Nos queda además como testimonio la misma actuación de Jesús durante su vida pública. En primer lugar habla de perfeccionar la Ley que Dios le dio al pueblo judío, y solamente El, que esos, puede apropiarse un dominio sobre las cosas de Dios (Mt. 34-36, Juicio Final). También se proclama el fin mismo de la ley moral, cosa que únicamente Dios puede pretender. Por otro lado se proclama más digno de amor que todos los seres queridos, más aún que de nuestra propia vida (Mt.10, 37; y Mt.16, 25). Por consiguiente: JESUS SE PRESENTA COMO DIOS.
El lenguaje de algunas expresiones evangélicas sólo se comprende si se tiene esta perspectiva de la divinidad de Cristo:
«Yo soy la resurrección y la vida» (Jn.11, 25).
«Yo soy la luz del mundo» (Jn.8, 12).
«Yo soy el camino y la verdad y la vida» (Jn. 14, 6).
«El que no recoge conmigo, desparrama» (Mt. 12, 30).
Cuando cura a los enfermos, etc., obra directamente por propia virtud: «Quiero, queda limpio» (Mt. 8,3). Asume también el derecho a perdonar los pecados que es algo que solamente compete a Dios:
«Confía, hijo, tus pecados te son perdonados» (Mt.9,2).
Actúa como Dios cuando la tempestad sacude la barca y amenaza con hundirla y Jesús despierta ordenando al mar: «¡Calla! ¡Cálmate!» (Mc.4,39).

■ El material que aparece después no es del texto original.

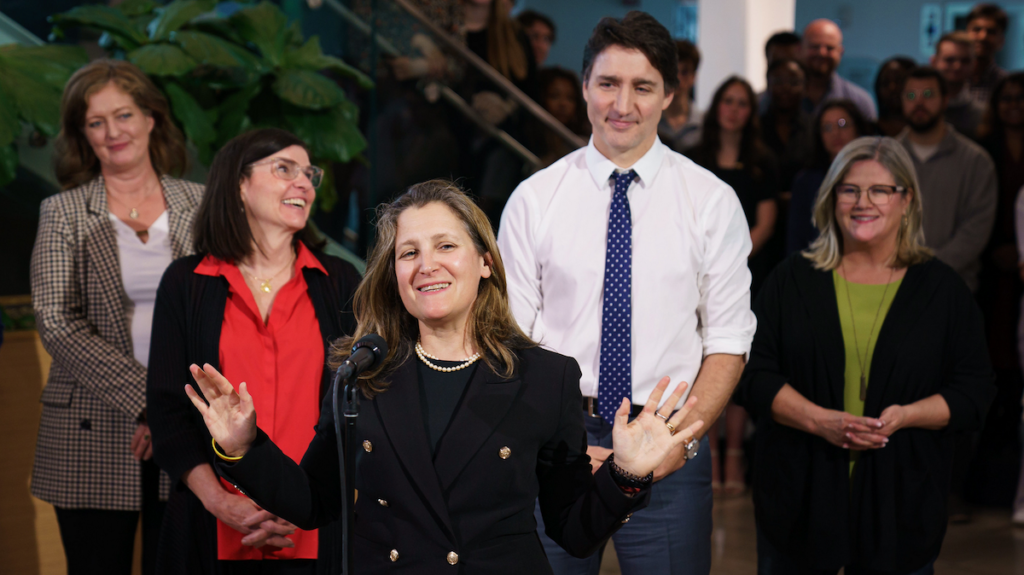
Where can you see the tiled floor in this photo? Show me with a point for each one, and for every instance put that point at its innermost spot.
(989, 545)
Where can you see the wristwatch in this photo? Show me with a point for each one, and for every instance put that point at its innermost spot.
(691, 448)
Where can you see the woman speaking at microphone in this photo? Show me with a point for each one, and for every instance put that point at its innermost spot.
(260, 301)
(467, 422)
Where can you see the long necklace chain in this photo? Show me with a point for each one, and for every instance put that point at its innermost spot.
(426, 357)
(133, 212)
(264, 284)
(853, 322)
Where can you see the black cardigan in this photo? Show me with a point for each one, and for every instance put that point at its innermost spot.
(891, 515)
(511, 442)
(186, 322)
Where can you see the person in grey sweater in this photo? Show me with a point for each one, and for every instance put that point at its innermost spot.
(956, 176)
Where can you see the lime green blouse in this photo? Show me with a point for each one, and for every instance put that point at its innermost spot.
(864, 300)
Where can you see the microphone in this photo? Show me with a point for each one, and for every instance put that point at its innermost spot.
(368, 352)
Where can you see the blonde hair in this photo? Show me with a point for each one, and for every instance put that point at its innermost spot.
(75, 161)
(379, 308)
(826, 251)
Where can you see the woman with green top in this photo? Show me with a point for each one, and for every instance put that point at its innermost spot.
(868, 358)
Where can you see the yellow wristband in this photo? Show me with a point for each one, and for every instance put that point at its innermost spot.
(221, 455)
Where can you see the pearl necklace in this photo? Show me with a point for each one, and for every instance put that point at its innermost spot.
(423, 355)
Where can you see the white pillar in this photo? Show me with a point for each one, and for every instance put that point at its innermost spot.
(731, 37)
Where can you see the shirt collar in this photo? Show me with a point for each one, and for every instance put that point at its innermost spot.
(214, 266)
(601, 169)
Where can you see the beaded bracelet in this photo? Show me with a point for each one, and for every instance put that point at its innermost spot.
(627, 480)
(221, 455)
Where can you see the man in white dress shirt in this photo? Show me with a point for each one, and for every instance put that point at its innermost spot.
(674, 300)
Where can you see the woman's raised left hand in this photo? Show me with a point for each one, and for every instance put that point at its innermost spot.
(642, 444)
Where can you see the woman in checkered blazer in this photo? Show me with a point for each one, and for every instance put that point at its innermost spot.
(101, 248)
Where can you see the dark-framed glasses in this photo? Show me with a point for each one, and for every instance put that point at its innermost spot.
(289, 170)
(878, 194)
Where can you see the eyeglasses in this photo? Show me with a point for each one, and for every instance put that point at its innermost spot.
(834, 126)
(289, 170)
(926, 94)
(878, 194)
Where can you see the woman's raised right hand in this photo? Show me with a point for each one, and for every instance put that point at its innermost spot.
(229, 415)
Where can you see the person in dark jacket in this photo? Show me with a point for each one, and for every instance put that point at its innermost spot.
(869, 358)
(260, 301)
(466, 424)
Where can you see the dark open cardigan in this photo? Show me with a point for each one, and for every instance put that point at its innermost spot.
(891, 516)
(186, 325)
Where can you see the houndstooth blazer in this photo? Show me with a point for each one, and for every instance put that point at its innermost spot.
(96, 389)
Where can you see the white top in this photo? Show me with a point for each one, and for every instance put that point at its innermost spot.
(141, 267)
(690, 293)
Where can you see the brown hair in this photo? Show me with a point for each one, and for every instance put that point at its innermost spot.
(220, 227)
(379, 308)
(75, 162)
(637, 31)
(505, 51)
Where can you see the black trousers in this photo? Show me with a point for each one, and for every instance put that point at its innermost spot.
(102, 541)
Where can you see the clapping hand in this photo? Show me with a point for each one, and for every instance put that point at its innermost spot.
(642, 444)
(229, 415)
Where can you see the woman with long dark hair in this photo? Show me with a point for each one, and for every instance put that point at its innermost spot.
(261, 301)
(732, 149)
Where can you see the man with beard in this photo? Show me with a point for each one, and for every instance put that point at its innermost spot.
(987, 27)
(954, 60)
(956, 177)
(822, 50)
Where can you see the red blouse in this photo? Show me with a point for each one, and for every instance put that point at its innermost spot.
(282, 363)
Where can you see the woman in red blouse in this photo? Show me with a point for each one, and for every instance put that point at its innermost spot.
(261, 302)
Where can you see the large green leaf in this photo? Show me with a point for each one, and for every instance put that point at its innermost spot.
(49, 63)
(101, 17)
(264, 26)
(162, 59)
(136, 7)
(36, 101)
(9, 124)
(307, 89)
(330, 134)
(194, 119)
(310, 56)
(210, 50)
(8, 164)
(176, 14)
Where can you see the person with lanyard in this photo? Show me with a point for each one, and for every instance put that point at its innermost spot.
(632, 259)
(262, 302)
(869, 359)
(463, 426)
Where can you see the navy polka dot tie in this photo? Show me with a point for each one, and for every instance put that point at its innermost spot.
(614, 381)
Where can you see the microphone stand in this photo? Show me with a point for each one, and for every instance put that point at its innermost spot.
(346, 456)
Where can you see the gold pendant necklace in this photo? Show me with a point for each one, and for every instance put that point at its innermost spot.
(264, 284)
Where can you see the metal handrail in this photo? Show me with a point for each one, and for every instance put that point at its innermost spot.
(494, 76)
(446, 93)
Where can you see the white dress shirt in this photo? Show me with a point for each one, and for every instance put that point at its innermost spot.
(690, 293)
(141, 267)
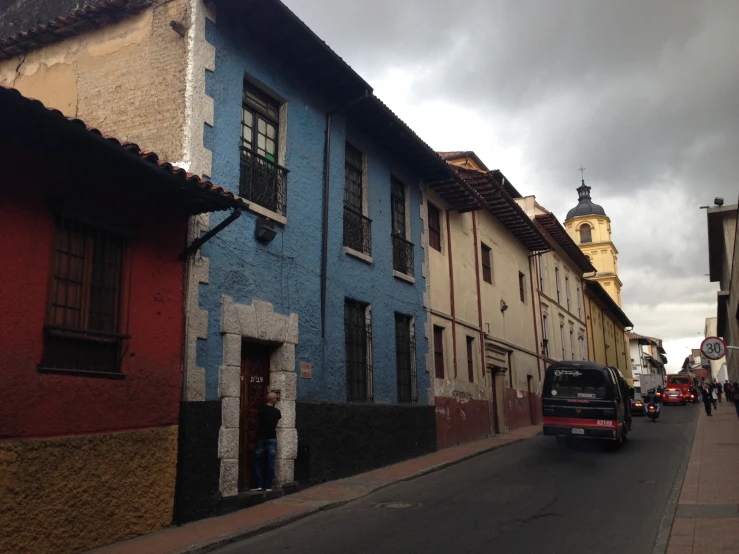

Por último, durante toda su vida Jesús nunca tiene una duda, ni titubea. Pronuncia los juicios más decisivos y comprometidos sobre los problemas humanos más graves sin que nunca su inteligencia acuse el mínimo esfuerzo, sin verse obligado a reflexionar antes de responder, ya que lo que sabe no es en virtud del estudio o del razonamiento.